Typically for machine learning applications, clear use cases are derived from labelled data. For example, based on the attributes of a device, such as its age or model number, we can predict its likelihood of failure. We call this supervised learning because there is supervision or guidance towards predicting specific outcomes.
However, in the real world, there are often large data sets where there is no particular outcome to predict, where clean labels are hard to define. It can be difficult to pinpoint exactly what the right outcome is to predict. This type of use case is often exploratory. It seeks to understand the makeup of a dataset and what natural patterns exist. This type of use case is known as unsupervised learning. One example of this is trying to group similar individuals together based on a set of attributes.

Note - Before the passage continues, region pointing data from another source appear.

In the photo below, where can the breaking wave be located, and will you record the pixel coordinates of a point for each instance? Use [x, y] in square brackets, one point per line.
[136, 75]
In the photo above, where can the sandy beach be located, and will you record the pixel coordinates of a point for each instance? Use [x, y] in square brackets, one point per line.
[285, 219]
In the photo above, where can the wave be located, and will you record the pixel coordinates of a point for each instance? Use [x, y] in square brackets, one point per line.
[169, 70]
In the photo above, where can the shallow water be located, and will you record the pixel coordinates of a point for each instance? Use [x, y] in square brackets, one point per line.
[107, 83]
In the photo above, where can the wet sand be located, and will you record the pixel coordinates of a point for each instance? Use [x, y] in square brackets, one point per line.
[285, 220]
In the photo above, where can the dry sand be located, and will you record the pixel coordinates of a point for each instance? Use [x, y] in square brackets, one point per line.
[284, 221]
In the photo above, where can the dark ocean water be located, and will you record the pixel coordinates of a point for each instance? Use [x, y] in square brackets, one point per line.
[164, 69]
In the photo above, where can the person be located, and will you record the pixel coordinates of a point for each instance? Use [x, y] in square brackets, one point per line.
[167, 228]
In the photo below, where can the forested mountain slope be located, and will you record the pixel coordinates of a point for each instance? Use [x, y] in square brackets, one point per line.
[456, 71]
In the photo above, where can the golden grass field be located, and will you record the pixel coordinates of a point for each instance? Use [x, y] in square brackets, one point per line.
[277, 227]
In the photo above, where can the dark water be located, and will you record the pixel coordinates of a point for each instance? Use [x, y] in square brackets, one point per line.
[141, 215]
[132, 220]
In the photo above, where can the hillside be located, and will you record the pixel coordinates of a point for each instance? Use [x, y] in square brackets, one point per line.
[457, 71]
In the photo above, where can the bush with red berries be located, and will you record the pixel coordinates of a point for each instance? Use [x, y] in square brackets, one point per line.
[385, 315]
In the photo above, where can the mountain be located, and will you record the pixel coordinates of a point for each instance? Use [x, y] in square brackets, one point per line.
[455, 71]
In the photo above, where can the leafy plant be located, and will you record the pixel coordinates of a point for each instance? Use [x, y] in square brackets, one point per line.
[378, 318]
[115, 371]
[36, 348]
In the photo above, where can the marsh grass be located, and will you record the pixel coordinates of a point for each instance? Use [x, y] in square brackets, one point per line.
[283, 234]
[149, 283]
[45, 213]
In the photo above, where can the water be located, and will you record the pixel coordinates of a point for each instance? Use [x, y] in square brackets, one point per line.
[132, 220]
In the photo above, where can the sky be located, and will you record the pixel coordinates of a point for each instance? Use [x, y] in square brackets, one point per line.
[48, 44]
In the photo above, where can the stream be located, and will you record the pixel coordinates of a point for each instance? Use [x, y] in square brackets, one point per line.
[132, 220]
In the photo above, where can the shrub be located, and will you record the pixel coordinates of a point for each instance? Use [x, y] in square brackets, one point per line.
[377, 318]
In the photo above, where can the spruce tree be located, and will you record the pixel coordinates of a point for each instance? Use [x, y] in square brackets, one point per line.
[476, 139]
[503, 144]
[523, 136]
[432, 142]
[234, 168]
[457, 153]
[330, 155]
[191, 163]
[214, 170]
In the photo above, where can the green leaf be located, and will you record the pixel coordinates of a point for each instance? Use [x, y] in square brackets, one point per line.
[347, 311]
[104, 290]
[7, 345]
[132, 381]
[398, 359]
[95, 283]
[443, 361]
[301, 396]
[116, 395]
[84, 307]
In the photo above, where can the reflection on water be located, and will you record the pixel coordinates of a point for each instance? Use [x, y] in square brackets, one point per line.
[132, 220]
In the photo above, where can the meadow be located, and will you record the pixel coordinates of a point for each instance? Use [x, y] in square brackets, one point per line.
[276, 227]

The use case this blog post explores is population segmentation. We have taken publicly available, anonymized data from the US census on demographics by different US counties: https://factfinder.census.gov/faces/nav/jsf/pages/index.xhtml. (Note that this product uses the Census Bureau Data API but is not endorsed or certified by the Census Bureau.) The outcome of this analysis are natural groupings of similar counties in a transformed feature space. The cluster that a county belongs to can be leveraged to plan an election campaign, for example, to understand how to reach a group of similar counties by highlighting messages that resonate with that group. More generally, this technique can be applied by businesses in customer or user segmentation to create targeted marketing campaigns. This type of analysis has the ability to uncover similarities that may not be obvious at face value- such as counties CA-Fresno and AZ- Yuma County being grouped together. While intuitively they differ in commonly-examined attributes such as population size and racial makeup, they are more similar than different when viewed along axes such as the mix of employment type.
You can follow along in this sample notebook where you can run the code and interact with the data while reading through the blog post (link is shown above).
There are two goals for this exercise:
Walk through a data science workflow using Amazon SageMaker for unsupervised learning using PCA and Kmeans modelling techniques.
Demonstrate how users can access the underlying models that are built within Amazon SageMaker to extract useful model attributes. Often, it can be difficult to draw conclusions from unsupervised learning, so being able to access the models for PCA and Kmeans becomes even more important beyond simply generating predictions using the model.